I’m presuming they are all in the same cluster and the nodes are healthy. What is your storage fabric, and are the VM images still there?
 
Last edited:
Well today I guess the troubles compounded enough that pve gui shat the bed. Couldn't restart the services, swap was pulling 100% cpu. Restarted the node, conf files regenerated somehow, so I was able to qm unlock the two items. Went through and kills all the offline migrated vms and just thinned it all out and we'll see how she goes over the weekend.

Hopefully there are no orphan images laying around, but I feel pretty good about actually being able to delete the two locked ghosts through the gui.

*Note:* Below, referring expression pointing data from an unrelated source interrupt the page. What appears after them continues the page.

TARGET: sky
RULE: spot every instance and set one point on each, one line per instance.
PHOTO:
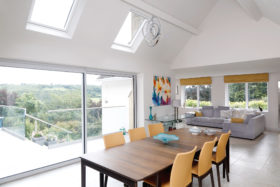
(29, 76)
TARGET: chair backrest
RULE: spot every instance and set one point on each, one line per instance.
(155, 129)
(221, 148)
(181, 173)
(205, 157)
(137, 134)
(114, 139)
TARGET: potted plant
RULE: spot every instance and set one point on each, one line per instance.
(38, 138)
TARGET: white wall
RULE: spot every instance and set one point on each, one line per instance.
(115, 103)
(229, 35)
(218, 98)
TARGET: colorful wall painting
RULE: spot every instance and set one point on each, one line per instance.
(161, 91)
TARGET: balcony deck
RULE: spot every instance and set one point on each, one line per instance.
(20, 155)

This is the second node since this fiasco started to just keep getting pegged at 100% cpu. rg is at the top of the list and just pegged there after a minute or two of starting. Of course it has the firewall on it and has been running flawlessly until i migrated those vms to it.

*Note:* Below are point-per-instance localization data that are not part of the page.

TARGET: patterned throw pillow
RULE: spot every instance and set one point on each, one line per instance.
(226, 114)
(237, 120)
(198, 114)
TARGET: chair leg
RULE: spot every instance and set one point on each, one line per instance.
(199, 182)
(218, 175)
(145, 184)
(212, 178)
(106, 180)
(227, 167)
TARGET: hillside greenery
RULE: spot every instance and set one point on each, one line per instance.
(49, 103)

There were a couple of package upgrades so just did a full upgrade and restart on each node and the cpue load issue seems to have gone away for now. I nuked every guest and will restore one by one and monitor. Sure am glad this is not a production environment or I'd be having a crappy morning.
 
Everything appears to have stabilized. I basically nuked every guest and restored from backups from before the ups failed. It feels like maybe there was a corrupt image or lxc that had a memory leak because the ram usage also kept climbing until all cpu was used for swapping or something.

Will keep monitoring... Fingers crossed!